この間静かだった「KAL機対策委」(委員長金ビョンサン神父)と「家族会」(会長車オクチョン)はこの機会に米国国務省北朝鮮外務省、韓国外交通商部北朝鮮テロ支援国解除の過程でKAL機事件についてどんな議論がなされたのかを尋ねる質問書を発送する予定とし、また活動をし始めました。

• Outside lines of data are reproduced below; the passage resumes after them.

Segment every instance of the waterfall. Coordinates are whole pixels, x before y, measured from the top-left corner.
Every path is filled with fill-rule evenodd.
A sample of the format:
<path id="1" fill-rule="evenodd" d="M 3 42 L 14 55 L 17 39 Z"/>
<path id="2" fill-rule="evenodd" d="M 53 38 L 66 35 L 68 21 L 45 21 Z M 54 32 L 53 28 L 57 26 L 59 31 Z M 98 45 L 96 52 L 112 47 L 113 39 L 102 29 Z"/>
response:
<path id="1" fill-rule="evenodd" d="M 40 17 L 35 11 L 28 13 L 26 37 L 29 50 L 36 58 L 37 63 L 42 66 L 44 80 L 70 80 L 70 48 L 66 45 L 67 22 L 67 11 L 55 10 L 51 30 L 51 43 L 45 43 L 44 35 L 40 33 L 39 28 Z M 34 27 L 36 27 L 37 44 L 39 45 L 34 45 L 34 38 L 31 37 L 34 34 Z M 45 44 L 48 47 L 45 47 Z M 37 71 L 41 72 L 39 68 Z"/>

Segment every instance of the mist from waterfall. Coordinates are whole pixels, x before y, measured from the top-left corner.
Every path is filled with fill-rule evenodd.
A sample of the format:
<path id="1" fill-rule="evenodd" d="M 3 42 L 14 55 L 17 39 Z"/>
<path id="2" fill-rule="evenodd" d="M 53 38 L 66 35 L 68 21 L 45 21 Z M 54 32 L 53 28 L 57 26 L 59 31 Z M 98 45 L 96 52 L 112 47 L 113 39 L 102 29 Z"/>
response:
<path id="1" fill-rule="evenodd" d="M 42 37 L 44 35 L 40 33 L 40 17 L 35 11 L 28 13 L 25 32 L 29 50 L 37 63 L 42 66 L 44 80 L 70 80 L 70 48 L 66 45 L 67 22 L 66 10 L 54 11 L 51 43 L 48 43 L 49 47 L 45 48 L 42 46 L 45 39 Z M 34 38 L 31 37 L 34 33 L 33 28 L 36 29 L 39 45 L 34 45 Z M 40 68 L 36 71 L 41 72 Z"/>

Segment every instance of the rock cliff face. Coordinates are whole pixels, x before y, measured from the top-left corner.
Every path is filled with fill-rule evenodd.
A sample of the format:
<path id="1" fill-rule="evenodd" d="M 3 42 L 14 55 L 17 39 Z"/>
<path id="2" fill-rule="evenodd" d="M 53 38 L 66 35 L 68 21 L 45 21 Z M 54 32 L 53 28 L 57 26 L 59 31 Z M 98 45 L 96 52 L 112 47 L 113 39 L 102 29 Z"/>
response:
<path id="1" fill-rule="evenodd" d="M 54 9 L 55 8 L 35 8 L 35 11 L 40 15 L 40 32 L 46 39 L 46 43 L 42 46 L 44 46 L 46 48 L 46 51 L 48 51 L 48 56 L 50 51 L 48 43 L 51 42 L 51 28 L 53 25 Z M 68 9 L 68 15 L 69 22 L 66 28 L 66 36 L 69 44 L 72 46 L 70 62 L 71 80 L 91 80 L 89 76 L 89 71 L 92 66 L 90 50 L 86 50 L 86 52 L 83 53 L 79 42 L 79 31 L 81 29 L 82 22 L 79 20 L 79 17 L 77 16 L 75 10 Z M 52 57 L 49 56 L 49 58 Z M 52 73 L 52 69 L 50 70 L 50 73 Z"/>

「対策委」の立場は、北朝鮮を「家族会」と同じくKAL機事件の直接的な被害者あるいは関連者と見なしています。

「対策委」は盧武鉉政権の間ずっと、ねつ造説を扇動して国会、検察、国家情報院の前などの場所でデモをしながらも、外勢介入を恐れたのか米国と日本大使館の前では一度もデモをしませんでした。そのような彼らが突然態度を変えました。


彼らが態度を変えた理由は、これから6者会談がなされる過程でひょっとして北朝鮮がKAL機事件を間接的でも認めることになれば、ねつ造疑惑闘争を展開した彼らの努力が水の泡になり、過去に権力の中で享受した自分たちの存在感まで喪失すると思って不安がっているためのようです。

私は、米国国務省北朝鮮外務省が彼らの質問書に答えるのかについては非常に懐疑的です。

IAEAの北の核不能化作業はある線までなされるかも知りませんが、今後北朝鮮が米国との修交を前提として米国から核保有国として認められるならば、その時、親北反米指向のねつ造疑惑提起者は果たして反米を叫びながら北朝鮮を変節者と非難できましょうか。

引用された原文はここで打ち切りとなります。